If you’re out in the woods you can use this fungi as a substitute for chewing gum – not for the taste specifically but more if you like the distraction of continually chewing something. After 30 minutes of chewing you can set aside until you accumulate enough to make paper with.
Parts for Dyeing
You can extract and use a weak brown or greyish yellow colour from this fungi – it can be used for dying without a mordant and can be laked with chalk, although the greyish yellow comes through less dramatically this way.

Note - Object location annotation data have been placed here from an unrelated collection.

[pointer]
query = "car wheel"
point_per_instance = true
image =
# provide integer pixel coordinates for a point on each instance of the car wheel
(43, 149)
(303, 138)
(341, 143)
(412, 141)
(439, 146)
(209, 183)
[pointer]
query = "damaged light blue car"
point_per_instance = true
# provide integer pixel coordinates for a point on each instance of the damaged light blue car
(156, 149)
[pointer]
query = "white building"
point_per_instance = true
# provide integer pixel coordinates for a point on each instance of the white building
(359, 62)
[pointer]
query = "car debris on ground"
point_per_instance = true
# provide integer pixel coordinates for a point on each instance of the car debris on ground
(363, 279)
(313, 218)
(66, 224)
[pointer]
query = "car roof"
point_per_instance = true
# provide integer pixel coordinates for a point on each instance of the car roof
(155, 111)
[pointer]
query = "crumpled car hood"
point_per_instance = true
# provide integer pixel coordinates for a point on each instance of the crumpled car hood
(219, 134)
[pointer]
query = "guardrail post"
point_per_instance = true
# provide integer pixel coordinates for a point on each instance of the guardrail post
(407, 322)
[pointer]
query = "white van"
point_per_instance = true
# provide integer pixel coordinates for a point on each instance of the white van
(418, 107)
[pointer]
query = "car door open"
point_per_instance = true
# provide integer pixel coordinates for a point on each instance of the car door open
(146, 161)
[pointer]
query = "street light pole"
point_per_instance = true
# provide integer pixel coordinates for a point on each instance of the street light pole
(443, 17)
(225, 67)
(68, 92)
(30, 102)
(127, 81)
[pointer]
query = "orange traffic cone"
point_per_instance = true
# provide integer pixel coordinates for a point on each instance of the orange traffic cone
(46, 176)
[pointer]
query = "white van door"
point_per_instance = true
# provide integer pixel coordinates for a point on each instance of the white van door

Suitability for Paper Making
Miriam Rice rates this fungus as the top one to use in paper making, we agree it works well but the resulting paper can be dark and the fungus can be a pain to clean prior to use. Using it in conjunction with another fibre, such as nettle, increases the potential of this fungus for paper use dramatically.
Tips and Observations
Turkey tails can persist and remain for a long time on the log, make sure they’re fresh and not a remnant from the previous season (for both paper making and food use) – a good way to tell whether they are fresh is that the edge and underside is still white, pale and spongy.
The last word goes to…
“So let me get this straight, you wrote the dinner menu on paper made from the very same fungi that flavoured the soup as described on the menu! That's bonkers fun!”